BİREYSEL ÖNLEMLER YETMİYOR

Hatman, silikozis hastalığının etkin bir tedavisinin olmadığını belirtiyor. Mesleki olmayan bir silikozisten söz edilemeyeceğini söyleyen Hatman şöyle devam ediyor: “Kristalin silika en çok yer kabuğunda, kayaçlarda bulunur. Tünel yapım, yol yapım işçileri, seramik işçileri, cam işçileri, pürüzsüz yüzey sağlamak için kumlama yapılan tüm iş kolları, teflon üretimi, diş teknisyenliği, metal kumlama da silikozis açısından riskli iş kolları. Ülkemizde kot kumlama işçilerinin ve onları destekleyen aktivistlerin mücadelelerinin sonucu olarak kot kumlama yasaklandı ancak kumlama diğer iş kollarında halen kullanılmakta.” 

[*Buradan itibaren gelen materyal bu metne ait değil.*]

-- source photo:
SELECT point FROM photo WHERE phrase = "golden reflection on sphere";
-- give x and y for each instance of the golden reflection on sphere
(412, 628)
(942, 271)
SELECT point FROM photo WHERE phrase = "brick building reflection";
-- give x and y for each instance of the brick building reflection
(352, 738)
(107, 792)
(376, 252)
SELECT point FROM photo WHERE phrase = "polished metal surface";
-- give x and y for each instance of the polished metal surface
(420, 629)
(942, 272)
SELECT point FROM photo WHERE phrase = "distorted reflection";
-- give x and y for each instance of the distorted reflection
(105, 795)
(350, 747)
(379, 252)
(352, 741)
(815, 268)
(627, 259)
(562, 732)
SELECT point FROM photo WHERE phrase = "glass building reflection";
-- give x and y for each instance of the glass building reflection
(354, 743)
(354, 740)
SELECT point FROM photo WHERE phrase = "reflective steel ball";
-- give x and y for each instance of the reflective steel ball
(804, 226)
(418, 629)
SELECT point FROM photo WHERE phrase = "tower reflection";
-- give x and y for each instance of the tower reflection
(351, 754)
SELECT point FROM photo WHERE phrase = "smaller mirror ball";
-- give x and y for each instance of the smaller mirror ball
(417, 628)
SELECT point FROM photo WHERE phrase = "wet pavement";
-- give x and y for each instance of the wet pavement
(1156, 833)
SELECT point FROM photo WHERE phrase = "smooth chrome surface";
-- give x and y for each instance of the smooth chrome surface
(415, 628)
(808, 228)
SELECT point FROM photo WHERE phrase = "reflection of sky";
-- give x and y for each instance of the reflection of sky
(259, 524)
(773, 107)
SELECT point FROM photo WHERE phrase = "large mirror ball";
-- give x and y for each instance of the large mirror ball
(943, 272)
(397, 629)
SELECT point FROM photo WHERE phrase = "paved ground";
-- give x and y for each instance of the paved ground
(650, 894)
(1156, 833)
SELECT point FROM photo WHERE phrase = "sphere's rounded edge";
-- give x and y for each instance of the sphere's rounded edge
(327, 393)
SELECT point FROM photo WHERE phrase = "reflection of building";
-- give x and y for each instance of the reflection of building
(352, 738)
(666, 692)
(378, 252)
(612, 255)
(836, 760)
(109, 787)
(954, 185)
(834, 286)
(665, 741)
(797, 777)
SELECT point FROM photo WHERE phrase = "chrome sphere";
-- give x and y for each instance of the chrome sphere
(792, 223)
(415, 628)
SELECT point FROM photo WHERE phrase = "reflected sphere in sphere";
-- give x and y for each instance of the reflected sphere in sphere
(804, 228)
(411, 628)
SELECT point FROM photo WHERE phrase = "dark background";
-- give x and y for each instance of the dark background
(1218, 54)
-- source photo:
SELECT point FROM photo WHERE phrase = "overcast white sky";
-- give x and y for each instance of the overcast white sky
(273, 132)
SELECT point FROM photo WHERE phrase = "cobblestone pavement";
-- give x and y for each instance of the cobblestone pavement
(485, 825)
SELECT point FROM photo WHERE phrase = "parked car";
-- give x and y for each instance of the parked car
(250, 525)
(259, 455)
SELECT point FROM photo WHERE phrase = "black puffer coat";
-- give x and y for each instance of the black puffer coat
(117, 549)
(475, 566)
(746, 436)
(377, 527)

Silikozisin bireysel önlemlerle mücadele edilecek bir hastalık olmadığını söyleyen Hatman, bu durumun tüm meslek hastalıkları için geçerli olduğunu belirtiyor. Bu hastalıkların iş yerinde maruz kalım sonucu ortaya çıktıklarını ifade eden Hatman, bu maruziyeti ortadan kaldırmaya dönük önlemler alınması gerektiğini söylüyor. Hatman şöyle açıklıyor: “Koruyucu önlemler söz konusu olduğunda ilk basamak, tehlikeli maddeyi tamamen ortadan kaldırmak, daha sonra daha az tehlikeli olanla yer değiştirmek olabilir. Örneğin kumlama yerine yüzey pürüzsüzleştirici başka teknikler kullanılabilir. Mühendislik önlemler ve yönetsel önlemlerin de uygulanması önemli, tozlu işler için ıslak çalışma yöntemleri uygulanabilir, etkili havalandırma sistemlerinin kurulması, çalışanların çalışma süreleri azaltılabilir.”

Kişisel koruyucu donanımların ise bu hastalıklardan korunmak için en az etkili yöntem olduğunu söyleyen Hatman “Eğer yukarıda sıraladığım diğer dört basamak atlanırsa tek başına etkinliği son derece sınırlı.” diyor.